「年上は、偉そうにしていいんですか?」
私の発言に、颯ちゃんがクスリと笑う。きっとまた子ども扱いが始まったのだ。
「ち、違う! 今のは、言い間違い。偉そうじゃなくて……敬語をやめて普通に話してよ。年下の私に、一香さんって言うのもやっぱり変だよ」
「ほな、一香って呼んでええんか?」
突然、敬語がなくなり、呼び捨てにされた。
そうか。
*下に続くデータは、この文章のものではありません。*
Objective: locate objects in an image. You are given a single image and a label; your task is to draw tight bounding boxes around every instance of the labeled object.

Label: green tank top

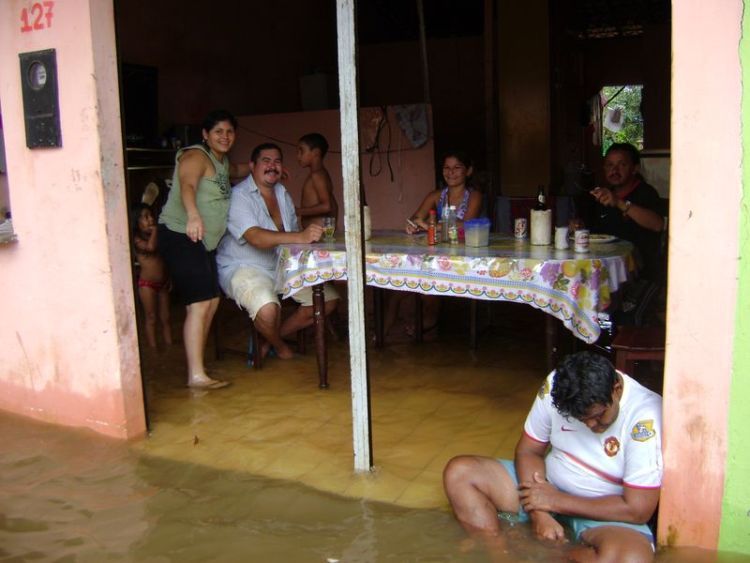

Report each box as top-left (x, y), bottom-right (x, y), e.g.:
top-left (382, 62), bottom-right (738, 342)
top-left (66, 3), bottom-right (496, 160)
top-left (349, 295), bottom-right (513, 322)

top-left (159, 145), bottom-right (232, 251)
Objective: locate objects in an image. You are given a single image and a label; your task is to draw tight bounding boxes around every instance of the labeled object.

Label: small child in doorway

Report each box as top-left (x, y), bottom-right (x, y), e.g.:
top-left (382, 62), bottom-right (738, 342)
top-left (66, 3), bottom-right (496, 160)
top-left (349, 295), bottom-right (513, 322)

top-left (133, 203), bottom-right (172, 348)
top-left (297, 133), bottom-right (339, 229)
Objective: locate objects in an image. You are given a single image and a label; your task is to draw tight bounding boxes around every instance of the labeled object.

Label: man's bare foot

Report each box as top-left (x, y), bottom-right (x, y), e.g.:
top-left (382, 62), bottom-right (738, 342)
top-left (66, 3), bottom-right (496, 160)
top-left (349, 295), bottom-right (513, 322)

top-left (275, 344), bottom-right (294, 360)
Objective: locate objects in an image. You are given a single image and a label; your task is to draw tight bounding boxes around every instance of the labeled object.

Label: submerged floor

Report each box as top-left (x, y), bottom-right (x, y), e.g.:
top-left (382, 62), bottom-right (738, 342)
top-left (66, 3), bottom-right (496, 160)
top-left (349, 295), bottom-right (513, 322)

top-left (0, 304), bottom-right (748, 563)
top-left (135, 302), bottom-right (545, 509)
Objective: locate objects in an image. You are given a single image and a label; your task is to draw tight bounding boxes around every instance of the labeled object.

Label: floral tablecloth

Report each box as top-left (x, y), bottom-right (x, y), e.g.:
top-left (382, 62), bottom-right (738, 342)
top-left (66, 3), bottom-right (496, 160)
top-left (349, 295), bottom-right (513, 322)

top-left (277, 232), bottom-right (635, 343)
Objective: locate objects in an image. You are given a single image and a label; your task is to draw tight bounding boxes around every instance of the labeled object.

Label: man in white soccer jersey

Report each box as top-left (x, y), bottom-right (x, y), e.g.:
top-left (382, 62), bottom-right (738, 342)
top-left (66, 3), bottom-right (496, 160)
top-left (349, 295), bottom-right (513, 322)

top-left (443, 352), bottom-right (663, 561)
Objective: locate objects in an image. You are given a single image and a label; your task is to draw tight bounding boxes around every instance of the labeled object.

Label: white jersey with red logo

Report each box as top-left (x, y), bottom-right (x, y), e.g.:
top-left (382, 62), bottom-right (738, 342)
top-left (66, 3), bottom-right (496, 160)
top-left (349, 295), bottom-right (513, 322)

top-left (524, 371), bottom-right (663, 497)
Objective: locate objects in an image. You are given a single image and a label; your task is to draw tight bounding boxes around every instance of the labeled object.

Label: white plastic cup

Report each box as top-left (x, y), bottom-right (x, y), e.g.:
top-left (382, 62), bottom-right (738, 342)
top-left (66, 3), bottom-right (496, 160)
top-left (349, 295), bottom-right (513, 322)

top-left (574, 229), bottom-right (589, 252)
top-left (513, 217), bottom-right (529, 239)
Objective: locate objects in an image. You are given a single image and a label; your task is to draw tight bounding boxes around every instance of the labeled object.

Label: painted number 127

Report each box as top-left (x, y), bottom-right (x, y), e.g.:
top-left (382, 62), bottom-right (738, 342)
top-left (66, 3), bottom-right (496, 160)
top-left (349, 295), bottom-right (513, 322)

top-left (21, 0), bottom-right (55, 33)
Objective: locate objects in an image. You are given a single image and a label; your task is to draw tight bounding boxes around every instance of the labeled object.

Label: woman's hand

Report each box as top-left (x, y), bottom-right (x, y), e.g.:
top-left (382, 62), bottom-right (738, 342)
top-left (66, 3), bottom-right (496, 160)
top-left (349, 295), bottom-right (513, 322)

top-left (185, 214), bottom-right (205, 242)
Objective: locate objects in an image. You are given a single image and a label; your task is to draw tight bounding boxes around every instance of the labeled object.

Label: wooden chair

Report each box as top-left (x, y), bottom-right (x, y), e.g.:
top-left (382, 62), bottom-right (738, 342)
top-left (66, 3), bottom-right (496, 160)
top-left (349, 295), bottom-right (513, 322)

top-left (612, 326), bottom-right (665, 376)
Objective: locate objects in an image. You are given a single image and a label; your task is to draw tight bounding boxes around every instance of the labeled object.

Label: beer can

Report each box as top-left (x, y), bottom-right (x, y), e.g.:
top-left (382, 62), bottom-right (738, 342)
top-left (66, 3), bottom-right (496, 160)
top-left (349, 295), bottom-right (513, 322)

top-left (513, 217), bottom-right (529, 239)
top-left (574, 229), bottom-right (589, 252)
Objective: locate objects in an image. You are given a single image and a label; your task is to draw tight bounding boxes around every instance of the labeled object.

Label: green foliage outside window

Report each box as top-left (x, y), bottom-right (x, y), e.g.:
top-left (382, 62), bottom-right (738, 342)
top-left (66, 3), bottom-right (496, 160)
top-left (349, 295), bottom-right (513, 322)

top-left (601, 84), bottom-right (643, 154)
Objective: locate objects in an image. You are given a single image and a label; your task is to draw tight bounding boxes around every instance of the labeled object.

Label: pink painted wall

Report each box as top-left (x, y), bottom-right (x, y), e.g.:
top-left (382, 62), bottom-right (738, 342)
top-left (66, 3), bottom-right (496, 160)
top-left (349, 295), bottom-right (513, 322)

top-left (0, 0), bottom-right (145, 437)
top-left (231, 108), bottom-right (436, 229)
top-left (659, 0), bottom-right (743, 548)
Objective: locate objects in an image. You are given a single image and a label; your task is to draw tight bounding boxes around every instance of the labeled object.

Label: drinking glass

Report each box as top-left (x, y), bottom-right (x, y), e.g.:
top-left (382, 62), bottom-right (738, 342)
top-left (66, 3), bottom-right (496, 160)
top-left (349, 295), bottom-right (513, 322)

top-left (323, 217), bottom-right (336, 242)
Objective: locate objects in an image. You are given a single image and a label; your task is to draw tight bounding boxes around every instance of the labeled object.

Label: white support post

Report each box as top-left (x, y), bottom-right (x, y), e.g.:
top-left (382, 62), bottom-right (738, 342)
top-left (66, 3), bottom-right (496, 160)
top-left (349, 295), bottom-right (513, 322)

top-left (336, 0), bottom-right (372, 472)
この人から敬語を取ったら、関西弁になるんだ……。
「な、ななな」
突然現れた関西弁に戸惑っていると、流し目で、見下ろされた。
丁寧な口調じゃない颯ちゃんは、急に男っぽくて、私はどうしたらいいのかわからない。
「一香がそう言うなら、全部やめてもええけど、大丈夫か? そんなに顔、赤くして」
「む、むむむ」
「ね。一香さんには無理でしょう? ですから、僕はこのままのほうがいいんですよ」
「はい……」
有無を言わさず、このままの関係を突きつけられてしまった。
九歳も年上の男性に敵うわけない。そんなことわかっているつもりだったけれど、なんだか手のひらで転がされている気分だ。